Le monde que nous créons
Nous pouvions faire des réseaux sociaux des lieux virtuel où réfléchir ensemble à un but commun qui ait du sens, pour éviter à l'humanité de s'autodétruire par cupidité et vénalité. Nous en avons fait des lieux d'auto-promotion, personnelle ou professionnelle, de transfert d'informations souvent erronées qui émanent de groupes d'intérêt et de circulation de vidéos de... chats. Personne ne nous forçait à cela.

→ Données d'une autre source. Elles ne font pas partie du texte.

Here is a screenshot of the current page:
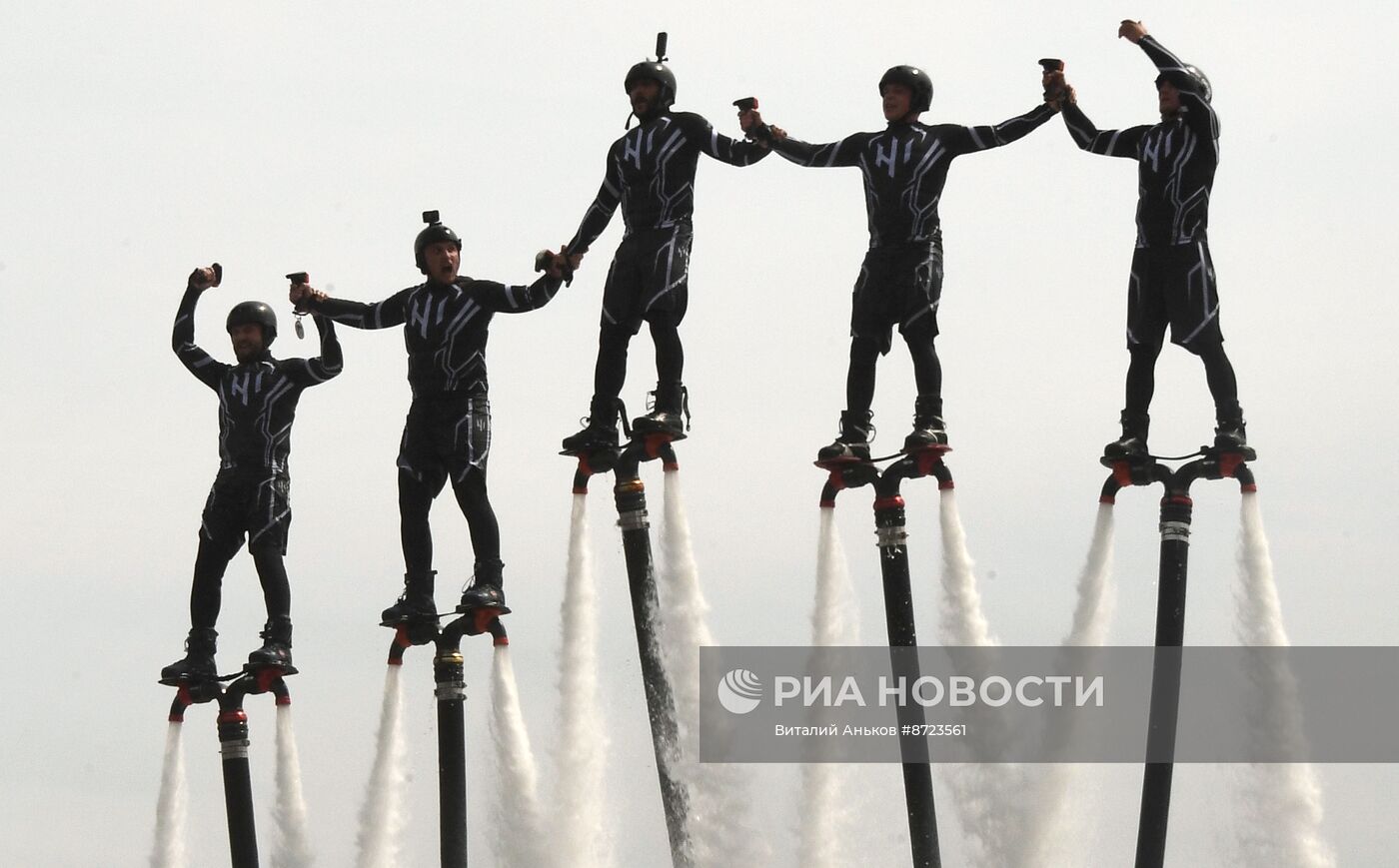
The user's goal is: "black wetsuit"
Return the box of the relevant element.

Ce monde virtuel nous l'avons fabriqué de toutes part. Il est la projection directe de nos peurs, de notre crédulité et de notre cupidité.
Ah
oui, mais ces réseaux espionnent ce qu'on dit et si l'on y tient des
propos engagés, on se met en danger. Ah bon ? Mais nos ancêtres qui
se sont battus pour l'égalité des citoyens, des hommes et des
femmes, des noirs et des blancs, contre le travail des enfants,
contre les régimes autoritaires, pour la sécurité sociale, etc...,
ne se sont-ils pas, eux, mis en danger pour nous ?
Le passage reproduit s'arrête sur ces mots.